Airbnb is doubling down on New York City despite its years-long battle with local officials over short-term rental restrictions, buying its first office in the Big Apple.
The San Francisco-based home-sharing giant paid $81.5 million for the landmarked property at 281 Park Ave. South in Manhattan’s Gramercy neighborhood, the Wall Street Journal first reported.
An Airbnb spokesperson confirmed to The Post that the company purchased the building and said the transaction closed Wednesday.
The six-story, 42,500-square-foot Beaux-Arts building will serve as a dedicated hub for Airbnb’s New York workforce, which numbers more than 600 employees in the region.
“This building reflects our long-term commitment to the city and will be home to one of our largest employee hubs outside of San Francisco,” Airbnb CEO and co-founder Brian Chesky said in a statement.
“We’re excited to keep investing in the city and the people who make it extraordinary,” Chesky added.
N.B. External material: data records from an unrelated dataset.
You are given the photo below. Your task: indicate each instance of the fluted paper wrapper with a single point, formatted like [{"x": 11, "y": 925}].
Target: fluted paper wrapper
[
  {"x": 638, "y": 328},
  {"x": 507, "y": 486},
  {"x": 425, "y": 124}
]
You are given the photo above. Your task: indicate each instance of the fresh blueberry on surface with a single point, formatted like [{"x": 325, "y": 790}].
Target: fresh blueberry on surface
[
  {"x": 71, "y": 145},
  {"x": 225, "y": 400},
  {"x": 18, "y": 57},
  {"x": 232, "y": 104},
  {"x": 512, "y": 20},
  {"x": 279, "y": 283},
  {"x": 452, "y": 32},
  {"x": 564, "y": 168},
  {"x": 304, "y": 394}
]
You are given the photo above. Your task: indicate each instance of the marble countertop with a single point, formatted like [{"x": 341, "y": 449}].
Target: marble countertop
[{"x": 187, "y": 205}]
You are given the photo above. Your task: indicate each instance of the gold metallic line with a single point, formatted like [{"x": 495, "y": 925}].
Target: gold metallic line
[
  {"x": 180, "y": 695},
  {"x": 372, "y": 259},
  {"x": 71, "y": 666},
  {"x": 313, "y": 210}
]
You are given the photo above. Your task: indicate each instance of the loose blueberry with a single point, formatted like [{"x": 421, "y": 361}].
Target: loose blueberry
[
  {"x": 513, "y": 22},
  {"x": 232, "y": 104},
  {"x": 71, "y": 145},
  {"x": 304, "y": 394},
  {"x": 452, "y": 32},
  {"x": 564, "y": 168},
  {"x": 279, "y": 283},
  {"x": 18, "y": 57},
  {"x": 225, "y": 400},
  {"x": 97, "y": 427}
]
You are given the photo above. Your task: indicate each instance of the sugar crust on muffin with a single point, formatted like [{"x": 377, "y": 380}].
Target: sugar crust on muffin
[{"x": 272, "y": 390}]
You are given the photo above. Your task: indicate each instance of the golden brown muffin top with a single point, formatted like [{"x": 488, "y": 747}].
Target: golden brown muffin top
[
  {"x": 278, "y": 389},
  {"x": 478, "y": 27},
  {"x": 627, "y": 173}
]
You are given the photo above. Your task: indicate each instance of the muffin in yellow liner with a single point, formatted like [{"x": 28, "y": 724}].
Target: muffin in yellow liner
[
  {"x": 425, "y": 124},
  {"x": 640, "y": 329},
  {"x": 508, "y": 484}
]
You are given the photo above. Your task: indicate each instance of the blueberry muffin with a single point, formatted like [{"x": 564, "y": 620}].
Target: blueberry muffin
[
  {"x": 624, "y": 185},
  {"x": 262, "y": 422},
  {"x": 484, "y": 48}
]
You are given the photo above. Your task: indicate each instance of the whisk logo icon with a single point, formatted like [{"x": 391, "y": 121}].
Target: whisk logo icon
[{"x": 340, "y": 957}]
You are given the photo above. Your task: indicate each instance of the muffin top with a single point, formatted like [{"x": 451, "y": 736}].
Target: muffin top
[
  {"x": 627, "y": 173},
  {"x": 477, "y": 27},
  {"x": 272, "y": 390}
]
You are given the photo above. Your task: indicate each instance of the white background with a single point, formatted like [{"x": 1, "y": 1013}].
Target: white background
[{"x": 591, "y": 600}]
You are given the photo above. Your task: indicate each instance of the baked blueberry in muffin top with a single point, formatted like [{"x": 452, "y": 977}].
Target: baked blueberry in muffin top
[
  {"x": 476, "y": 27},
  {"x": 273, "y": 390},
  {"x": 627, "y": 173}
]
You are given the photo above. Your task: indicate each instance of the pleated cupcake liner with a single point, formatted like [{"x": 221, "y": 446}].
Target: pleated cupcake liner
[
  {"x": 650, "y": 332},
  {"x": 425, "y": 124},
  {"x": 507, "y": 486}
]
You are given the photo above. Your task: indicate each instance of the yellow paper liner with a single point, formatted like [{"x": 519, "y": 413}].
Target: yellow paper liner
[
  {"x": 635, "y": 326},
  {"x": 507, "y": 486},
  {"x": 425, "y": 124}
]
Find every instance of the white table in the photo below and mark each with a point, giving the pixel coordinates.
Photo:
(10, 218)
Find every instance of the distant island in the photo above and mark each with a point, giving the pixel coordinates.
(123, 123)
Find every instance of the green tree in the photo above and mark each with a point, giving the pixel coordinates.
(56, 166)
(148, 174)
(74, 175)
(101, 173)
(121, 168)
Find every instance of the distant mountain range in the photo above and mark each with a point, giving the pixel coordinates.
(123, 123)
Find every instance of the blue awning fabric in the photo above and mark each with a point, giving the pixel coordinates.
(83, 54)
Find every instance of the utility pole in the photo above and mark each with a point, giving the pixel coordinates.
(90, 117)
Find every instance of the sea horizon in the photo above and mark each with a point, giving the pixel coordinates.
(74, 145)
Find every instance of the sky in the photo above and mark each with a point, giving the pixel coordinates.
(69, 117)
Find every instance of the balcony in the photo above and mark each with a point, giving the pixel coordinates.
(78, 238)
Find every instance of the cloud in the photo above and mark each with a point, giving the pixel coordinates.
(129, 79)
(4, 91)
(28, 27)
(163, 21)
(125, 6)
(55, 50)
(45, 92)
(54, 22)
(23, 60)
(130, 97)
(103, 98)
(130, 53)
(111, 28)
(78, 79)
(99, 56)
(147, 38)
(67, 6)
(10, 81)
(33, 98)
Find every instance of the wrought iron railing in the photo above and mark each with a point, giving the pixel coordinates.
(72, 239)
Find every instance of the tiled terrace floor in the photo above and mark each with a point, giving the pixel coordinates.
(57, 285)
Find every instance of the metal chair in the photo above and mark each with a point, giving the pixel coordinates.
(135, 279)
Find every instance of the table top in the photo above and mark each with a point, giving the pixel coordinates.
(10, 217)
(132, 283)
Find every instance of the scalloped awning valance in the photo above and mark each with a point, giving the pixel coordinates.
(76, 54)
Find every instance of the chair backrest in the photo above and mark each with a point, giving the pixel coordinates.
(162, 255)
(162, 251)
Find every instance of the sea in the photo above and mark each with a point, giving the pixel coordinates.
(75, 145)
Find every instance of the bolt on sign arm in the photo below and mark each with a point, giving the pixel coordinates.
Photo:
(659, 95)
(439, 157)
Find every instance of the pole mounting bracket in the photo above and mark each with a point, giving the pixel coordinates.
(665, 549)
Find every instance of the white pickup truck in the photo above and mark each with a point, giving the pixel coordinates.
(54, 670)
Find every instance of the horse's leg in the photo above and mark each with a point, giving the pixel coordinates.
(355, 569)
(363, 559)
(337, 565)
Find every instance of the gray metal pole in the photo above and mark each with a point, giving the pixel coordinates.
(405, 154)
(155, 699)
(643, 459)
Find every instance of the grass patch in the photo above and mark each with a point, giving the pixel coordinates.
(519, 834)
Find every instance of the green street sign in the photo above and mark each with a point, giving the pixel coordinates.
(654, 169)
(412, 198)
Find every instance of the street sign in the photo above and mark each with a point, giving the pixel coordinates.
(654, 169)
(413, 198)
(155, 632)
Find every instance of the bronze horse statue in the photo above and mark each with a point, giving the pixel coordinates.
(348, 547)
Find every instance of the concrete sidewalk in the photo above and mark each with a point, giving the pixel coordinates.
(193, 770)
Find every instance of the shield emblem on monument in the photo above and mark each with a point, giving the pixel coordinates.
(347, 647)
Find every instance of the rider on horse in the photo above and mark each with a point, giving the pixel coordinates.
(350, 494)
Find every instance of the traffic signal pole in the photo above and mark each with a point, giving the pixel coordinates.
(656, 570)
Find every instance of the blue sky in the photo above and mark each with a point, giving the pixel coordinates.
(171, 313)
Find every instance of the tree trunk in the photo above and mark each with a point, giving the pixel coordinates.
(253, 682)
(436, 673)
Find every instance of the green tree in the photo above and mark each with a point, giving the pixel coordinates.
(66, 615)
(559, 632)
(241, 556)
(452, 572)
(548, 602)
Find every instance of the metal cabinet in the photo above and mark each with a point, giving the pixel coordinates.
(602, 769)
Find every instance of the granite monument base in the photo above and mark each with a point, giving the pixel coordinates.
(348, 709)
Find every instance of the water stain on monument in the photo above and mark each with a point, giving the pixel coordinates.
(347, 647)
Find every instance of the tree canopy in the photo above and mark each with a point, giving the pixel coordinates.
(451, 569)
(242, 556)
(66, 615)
The sale comes as Airbnb continues to push city and state officials to loosen New York’s stringent restrictions on short-term rentals.
Local Law 18, which took effect in 2023, dramatically tightened enforcement of the city’s long-standing limits on short-term rentals by requiring hosts to register with the city and forcing booking platforms to verify registrations before processing reservations.
Supporters of the law argued it was necessary to preserve New York’s housing stock and prevent residential buildings from functioning as unlicensed hotels.
Airbnb has countered that the restrictions deprive residents of supplemental income and have failed to address the city’s housing affordability crisis.
According to the Journal, Airbnb contributed $10 million last year to its Affordable New York political action committee, which spent more than $1.3 million opposing mayoral candidates Zohran Mamdani, Brad Lander and Scott Stringer, all of whom have been critical of the company.
Despite maintaining a “work anywhere” policy since 2022 that allows employees to work remotely or relocate within the US without a change in pay, Airbnb said it expects to maintain a significant presence in New York for years to come.
According to the company, many of its New York-based employees prefer to work from the office regularly, prompting the need for a dedicated employee hub.
The building was originally listed for sale in 2022 with an asking price of $135 million, according to Airbnb.
The seller, New York developer Aby Rosen’s RFR, bought the property in 2014. According to the Journal, Airbnb’s purchase price represented roughly a 63% gain over what RFR paid for the building more than a decade ago.
Built in 1894 and renovated in 2019, 281 Park Ave. South previously figured into one of New York’s most notorious recent fraud cases.
Anna Sorokin, who posed as wealthy German heiress Anna Delvey, allegedly used forged financial documents while attempting to lease the building for a private members’ club.
The project never materialized, and Sorokin was convicted in 2019 of defrauding banks, hotels and other businesses.